多施設共同第 2 相試験で,再発性または難治性のマントル細胞リンパ腫患者に対する KTE-X19 を評価した.患者は,最大 5 種類の前治療を受けた後に再発したか抵抗性を示した疾患を有し,全例が以前に BTK 阻害薬治療を受けていることとした.患者は,白血球アフェレーシスと任意のブリッジング療法を受けた後,コンディショニング化学療法と 2×106 CAR-T 細胞/kg 体重の KTE-X19 の単回注入を受けた.主要エンドポイントは客観的奏効(完全奏効または部分奏効)を示した患者の割合とし,奏効は独立した画像判定委員会が Lugano 分類で評価した.研究計画では,主要有効性解析は,60 例が治療を受け 7 ヵ月間追跡された後に行う予定とした.
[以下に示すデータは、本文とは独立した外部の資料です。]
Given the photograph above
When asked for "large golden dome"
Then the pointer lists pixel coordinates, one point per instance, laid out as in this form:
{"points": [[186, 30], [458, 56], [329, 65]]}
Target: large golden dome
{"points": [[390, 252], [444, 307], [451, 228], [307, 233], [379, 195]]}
74 例を組み入れた.KTE-X19 は 71 例に対して製造され,68 例に投与された.主要有効性解析では,その対象であった 60 例のうち 93%(95%信頼区間 [CI] 84~98)が客観的奏効を示し,67%(95% CI 53~78)が完全奏効を示した.74 例全例を対象とした intention-to-treat 解析では,85%が客観的奏効を示し,59%が完全奏効を示した.追跡期間中央値 12.3 ヵ月(範囲 7.0~32.3)の時点で,主要有効性解析対象の 60 例のうち 57%が寛解状態にあった.12 ヵ月の時点で,無増悪生存率と全生存率の推定値はそれぞれ 61%と 83%であった.頻度の高かったグレード 3 以上の有害事象は,血球減少(患者の 94%)と感染症(32%)であった.グレード 3 以上のサイトカイン放出症候群と神経学的イベントがそれぞれ患者の 15%と 31%に発現したが,いずれも致死的ではなかった.グレード 5 の感染性有害事象が 2 例に生じた.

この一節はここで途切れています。